Was aber, wenn unser Wille nicht mehr zählt? Im Abschnitt 33 von 277 einer Krank­heits­geschichte erscheint Zeit wie ein Ele­ment. David Wag­ner benutzt ein Bild, das an Wasser erinnert: Zeit, die sonst im Fluss ist, staut sich. Ihr Fliessen gerät ins Stoc­ken. Ein Wehr hemmt ihren Fluss. Ihre Gleich­mäs­sigkeit ist unterbrochen. So ist sie nicht mehr verlässlich, die Zeit. Plä­ne geraten durcheinander. Im Fall des Ich-Erzäh­lers in diesem Roman ist das aller­dings bereits passiert: Er ist todkrank und liegt im Spital. Wieder mal hat ihm sein Kör­per übel mitgespielt. Notfallmässig ist er eingelie­fert worden. Er hat eine Autoim­mun­­schwä­che. Sein Körper macht seine Leber kaputt. Lange schon. Nun geht es nicht mehr weiter.

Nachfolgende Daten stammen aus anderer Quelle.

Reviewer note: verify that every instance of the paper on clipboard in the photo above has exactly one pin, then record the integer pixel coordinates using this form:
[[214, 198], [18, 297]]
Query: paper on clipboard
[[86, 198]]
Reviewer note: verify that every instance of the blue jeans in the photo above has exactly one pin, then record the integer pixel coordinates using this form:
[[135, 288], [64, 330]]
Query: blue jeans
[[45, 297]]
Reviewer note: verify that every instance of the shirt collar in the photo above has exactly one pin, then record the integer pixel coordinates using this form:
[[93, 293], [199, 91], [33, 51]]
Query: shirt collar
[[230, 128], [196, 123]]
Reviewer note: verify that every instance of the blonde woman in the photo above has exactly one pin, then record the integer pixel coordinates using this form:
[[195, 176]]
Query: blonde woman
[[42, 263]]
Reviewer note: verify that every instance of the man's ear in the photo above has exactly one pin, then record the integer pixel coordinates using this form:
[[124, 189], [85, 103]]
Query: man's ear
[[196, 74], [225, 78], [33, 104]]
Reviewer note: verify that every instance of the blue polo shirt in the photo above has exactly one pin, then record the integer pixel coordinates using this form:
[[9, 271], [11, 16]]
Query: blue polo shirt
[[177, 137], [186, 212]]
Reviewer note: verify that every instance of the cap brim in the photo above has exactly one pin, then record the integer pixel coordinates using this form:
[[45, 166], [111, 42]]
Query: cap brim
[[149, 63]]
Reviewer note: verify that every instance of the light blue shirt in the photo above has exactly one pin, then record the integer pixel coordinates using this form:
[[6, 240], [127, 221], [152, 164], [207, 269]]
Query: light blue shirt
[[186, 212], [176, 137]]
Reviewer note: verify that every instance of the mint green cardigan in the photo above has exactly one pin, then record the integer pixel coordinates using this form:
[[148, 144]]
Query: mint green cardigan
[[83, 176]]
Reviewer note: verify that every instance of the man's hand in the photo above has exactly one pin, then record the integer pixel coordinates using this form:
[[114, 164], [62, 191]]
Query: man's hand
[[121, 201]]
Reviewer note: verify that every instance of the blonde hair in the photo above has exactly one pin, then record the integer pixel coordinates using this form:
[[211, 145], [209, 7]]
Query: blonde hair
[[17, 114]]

Er muss eine neue Leber haben. Im Spi­tal wartet er auf den Tod eines Spenders. Auf ein neues Leben.

Im Warten staut sich die Zeit. Der Abschnitt 92 von 277 besteht nur aus dem Satz Ich warte, 126mal, und er endet ohne Punkt. Wer verstünde nicht, dass einer da miss­mu­tig werden kann! Alle, die einmal wegen einer grös­seren Sache im Spi­tal gelegen sind, werden den Ich-Erzähler gut verstehen. Verka­belt und ver­schlaucht im Bett zu liegen, vor Schmerzen nicht lesen oder schla­fen zu können, in allem auf Hilfe ange­wie­sen zu sein: Da wird Zeit zur Qual. Sie über­­­schwemmt einen. Man ertrinkt in ihr. Nichts geht mehr. Vor allem ist sie nur noch subjektiv. Der Sekundenzeiger stockt nicht nur, er bleibt hängen.

Mir fiel, als ich mal in einer solchen Lage war, der Psalm 90 ein, ein Ge­­dicht über die Zeit, die nicht mir gehört, sondern Gott: Noch ehe Berge geboren wurden / und Erde und Erdkreis in Wehen lagen, / bist du, Gott, von Ewigkeit zu Ewigkeit. (Ps 90,2) Zeit ist hier nicht minutiös, objektiv, exakt. Sie ist subjektiv. Gott ist ihr Subjekt. Er hatte sie schon konstruiert, bevor er alles andere konstruierte. In dei­nen Augen sind tau­send Jahre / wie der gestrige Tag, wenn er vorüber ist, / und wie eine Wache in der Nacht. (Ps 90,4) Im Stocken der Zeit könnte Gott begegnen, fiel mir ein. In ihrem Stau wäre sie seine Zeit. Eine Gottesüberschwemmung. Wäre herrlich. Stimmt das?